The official description from Image:
“TODAY, TOMORROW, THE GRAVE” A murder at a wedding reveals a fifty year-old secret. At great cost, a man with a dying wife is given the opportunity to save her. A lost tribe is reborn in another time. All seemingly disparate events which force relics from the Greatest Generation to come together for one last mission. Brought to you by award-winning writer JONATHAN HICKMAN and fan-favorite artist, RYAN BODENHEIM, THE DYING AND THE DEAD is high adventure meets end-of-life. 60 pages of story!
I have to admit, I’m not a huge fan of Jonathan Hickman‘s work. Despite the writer/creator gaining critical acclaim for various series, both independent and within the big two, I’ve personally never been overly invested in any, finding some a little overrated. Now this doesn’t mean that I don’t like his work, having followed several different series from the writer. That being said, I have been looking forward to The Dying and the Dead, and now that it’s finally out, I can divulge whether I’m more enthusiastic about this, than I have about Hickman’s other work.

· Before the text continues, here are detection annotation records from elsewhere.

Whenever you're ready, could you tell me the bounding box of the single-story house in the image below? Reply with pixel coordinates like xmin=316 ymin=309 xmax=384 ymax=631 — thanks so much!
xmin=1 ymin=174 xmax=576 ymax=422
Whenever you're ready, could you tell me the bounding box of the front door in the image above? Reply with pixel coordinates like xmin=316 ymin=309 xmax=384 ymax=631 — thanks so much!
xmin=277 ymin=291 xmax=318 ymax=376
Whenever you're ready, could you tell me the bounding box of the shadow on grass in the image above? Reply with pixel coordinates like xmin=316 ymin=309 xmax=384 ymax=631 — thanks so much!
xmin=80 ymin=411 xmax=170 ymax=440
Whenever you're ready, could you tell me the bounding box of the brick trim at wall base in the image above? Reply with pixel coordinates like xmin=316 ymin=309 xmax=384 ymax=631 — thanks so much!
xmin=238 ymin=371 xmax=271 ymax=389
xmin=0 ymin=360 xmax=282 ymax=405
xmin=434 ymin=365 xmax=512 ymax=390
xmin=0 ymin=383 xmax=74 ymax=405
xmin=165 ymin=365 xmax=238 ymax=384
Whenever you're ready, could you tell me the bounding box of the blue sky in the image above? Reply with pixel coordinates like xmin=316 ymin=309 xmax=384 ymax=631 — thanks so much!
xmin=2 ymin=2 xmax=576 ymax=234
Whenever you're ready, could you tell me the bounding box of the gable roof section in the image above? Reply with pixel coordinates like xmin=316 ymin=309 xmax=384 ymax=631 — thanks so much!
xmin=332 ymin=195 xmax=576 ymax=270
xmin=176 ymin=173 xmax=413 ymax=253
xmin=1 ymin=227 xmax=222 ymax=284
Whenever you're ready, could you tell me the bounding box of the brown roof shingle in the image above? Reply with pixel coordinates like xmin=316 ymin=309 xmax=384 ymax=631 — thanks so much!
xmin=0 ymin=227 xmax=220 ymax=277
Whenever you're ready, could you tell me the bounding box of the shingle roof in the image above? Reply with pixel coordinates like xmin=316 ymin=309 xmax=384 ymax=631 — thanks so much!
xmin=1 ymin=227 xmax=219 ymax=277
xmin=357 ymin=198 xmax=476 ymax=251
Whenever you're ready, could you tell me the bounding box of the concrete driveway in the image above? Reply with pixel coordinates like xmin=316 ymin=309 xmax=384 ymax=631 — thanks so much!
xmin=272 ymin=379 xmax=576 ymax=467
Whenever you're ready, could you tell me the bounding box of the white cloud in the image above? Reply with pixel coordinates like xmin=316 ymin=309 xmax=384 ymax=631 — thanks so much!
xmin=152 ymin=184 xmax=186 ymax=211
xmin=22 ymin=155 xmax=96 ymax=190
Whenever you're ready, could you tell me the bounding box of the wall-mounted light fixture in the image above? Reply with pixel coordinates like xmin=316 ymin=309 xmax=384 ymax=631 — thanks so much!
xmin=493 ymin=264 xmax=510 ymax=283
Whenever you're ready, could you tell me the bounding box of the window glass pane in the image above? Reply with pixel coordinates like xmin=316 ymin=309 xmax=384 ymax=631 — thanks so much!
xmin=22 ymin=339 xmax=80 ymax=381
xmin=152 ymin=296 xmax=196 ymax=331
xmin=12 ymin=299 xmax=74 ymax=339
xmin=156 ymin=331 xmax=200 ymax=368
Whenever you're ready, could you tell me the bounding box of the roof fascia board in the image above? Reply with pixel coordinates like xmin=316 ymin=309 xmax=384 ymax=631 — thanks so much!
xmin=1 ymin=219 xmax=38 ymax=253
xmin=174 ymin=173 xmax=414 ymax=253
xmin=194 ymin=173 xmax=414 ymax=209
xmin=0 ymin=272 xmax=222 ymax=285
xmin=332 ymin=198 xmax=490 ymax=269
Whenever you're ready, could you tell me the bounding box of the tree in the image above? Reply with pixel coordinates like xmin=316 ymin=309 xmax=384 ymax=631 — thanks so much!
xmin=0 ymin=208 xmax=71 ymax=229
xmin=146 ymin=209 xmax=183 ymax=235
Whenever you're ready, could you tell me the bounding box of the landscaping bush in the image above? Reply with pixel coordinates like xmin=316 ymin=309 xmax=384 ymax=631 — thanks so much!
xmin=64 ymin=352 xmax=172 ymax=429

Giving us an oversized sixty page first issue, Jonathan Hickman once again does a fine job of kickstarting another intriguing concept. Though it’s yet to be determined whether this series can hold it’s own in the long run, it’s first issue certainly has this fanboy captivated, with Hickman’s weird style of storytelling being extremely alluring. He also manages to manages to inject several different types of emotion into his script, as between the mysterious family affair near the start of this issue, and the heartwarming motives of protagonist, Colonel Edward James Canning, there’s plenty of dramatic elements.
Joining Hickman on this series is none other than his Secret and A Red Mass for Mars collaborator, Ryan Bodenheim. Delivering exquisitely detailed panels, Bodenheim creates a fabulous look for this tale, with his bold lines allowing for a lot of depth. He also manages to convey the emotion within Hickman’s script wonderfully, as though some facial expressions feel a little stiff, the drama and atmosphere within is extremely striking. The colours of Michael Garland also prove fascinating, with his soft palette complimenting Bodenheim’s visuals wonderfully, as well as matching the familiar tone that has been built throughout Hickman’s various titles.
The Dying and the Dead gets off to a terrific start, as though the story naturally still need to prove whether it’s worthy of a permanent spot of fans pull lists, it easily does enough to merit picking up the second issue. Highly recommended.